O dicroscópio é o instrumento de bolso que responde, em segundos, a uma pergunta que a cor sozinha nunca resolve: esta pedra é isótropa ou anisotrópica? Na prática do garimpo e do comércio de gemas brasileiras, isso separa rubi de espinélio, safira de iolita, turmalina de vidro e confirma o tricroísmo característico da alexandrita .
Este guia é a versão passo a passo do conceito definido no glossário de dicroscópio e do fenômeno de pleocroísmo . Ele fecha o trio de técnicas de identificação de campo ao lado do teste de dureza Mohs e da densidade / peso específico .
Resposta direta — como usar o dicroscópio: limpe a gema, aponte-a para luz branca, encoste o ocular no rosto e o outro extremo na pedra, olhe os dois campos de cor e gire a gema. Se as cores forem iguais em todas as posições, o mineral é isótropo (espinélio, granada, diamante, vidro). Se mudarem, é anisotrópico (rubi, safira, turmalina, berilo, alexandrita). Anote as duas cores mais distintas e compare com a tabela deste guia.
O que o dicroscópio realmente mede
A luz atravessa um cristal colorido e é absorvida de forma diferente conforme a direção. Esse fenômeno é o pleocroísmo. O dicroscópio usa um prisma de calcita (espato de Islândia) ou filtros polarizantes para separar esses raios e mostrar, ao mesmo tempo, as duas cores de absorção.

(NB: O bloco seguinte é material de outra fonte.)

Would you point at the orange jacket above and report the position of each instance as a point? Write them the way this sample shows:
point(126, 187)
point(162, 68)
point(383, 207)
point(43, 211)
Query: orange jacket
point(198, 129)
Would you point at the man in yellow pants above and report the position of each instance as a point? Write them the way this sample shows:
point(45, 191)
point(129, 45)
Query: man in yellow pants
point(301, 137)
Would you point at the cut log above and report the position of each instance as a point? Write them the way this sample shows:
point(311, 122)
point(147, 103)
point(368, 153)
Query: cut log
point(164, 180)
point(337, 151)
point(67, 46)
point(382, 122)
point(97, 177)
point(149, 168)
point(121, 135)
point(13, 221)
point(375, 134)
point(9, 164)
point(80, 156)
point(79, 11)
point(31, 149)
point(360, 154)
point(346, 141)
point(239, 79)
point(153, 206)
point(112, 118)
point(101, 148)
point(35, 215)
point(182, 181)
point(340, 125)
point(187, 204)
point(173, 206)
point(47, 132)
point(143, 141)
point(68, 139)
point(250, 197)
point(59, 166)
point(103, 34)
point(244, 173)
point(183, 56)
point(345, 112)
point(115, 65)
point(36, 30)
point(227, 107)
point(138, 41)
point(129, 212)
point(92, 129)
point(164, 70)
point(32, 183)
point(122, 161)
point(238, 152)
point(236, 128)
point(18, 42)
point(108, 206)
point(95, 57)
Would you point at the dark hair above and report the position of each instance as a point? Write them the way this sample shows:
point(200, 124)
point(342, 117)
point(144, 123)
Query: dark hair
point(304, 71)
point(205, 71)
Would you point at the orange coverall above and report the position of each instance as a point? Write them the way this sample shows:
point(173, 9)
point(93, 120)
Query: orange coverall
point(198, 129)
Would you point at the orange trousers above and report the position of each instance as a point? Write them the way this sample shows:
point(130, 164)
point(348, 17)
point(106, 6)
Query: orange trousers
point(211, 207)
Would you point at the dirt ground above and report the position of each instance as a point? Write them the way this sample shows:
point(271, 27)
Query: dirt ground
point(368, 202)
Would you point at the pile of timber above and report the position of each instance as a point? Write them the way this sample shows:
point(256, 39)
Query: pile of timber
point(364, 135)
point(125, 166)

| Termo | O que significa | Onde aparece |
|---|---|---|
| Isótropo | Uma só cor nas duas janelas, em qualquer orientação | Sistema cúbico e materiais amorfos: diamante , espinélio , granada , vidro |
| Dicroísmo | Duas cores distintas (duas direções principais) | Uniaxiais: rubi/safira , turmalina , água-marinha , esmeralda |
| Tricroísmo | Três cores em direções diferentes | Biaxiais: alexandrita , iolita , andaluzita , tanzanita |
O dicroscópio padrão não mostra as três cores de uma vez — ele mostra o par mais contrastante em cada posição. Girando a pedra, o gemólogo reconstrói o tricroísmo completo. Para a definição formal do instrumento, veja o glossário ; para o fenômeno óptico, o pleocroísmo e a birrefringência .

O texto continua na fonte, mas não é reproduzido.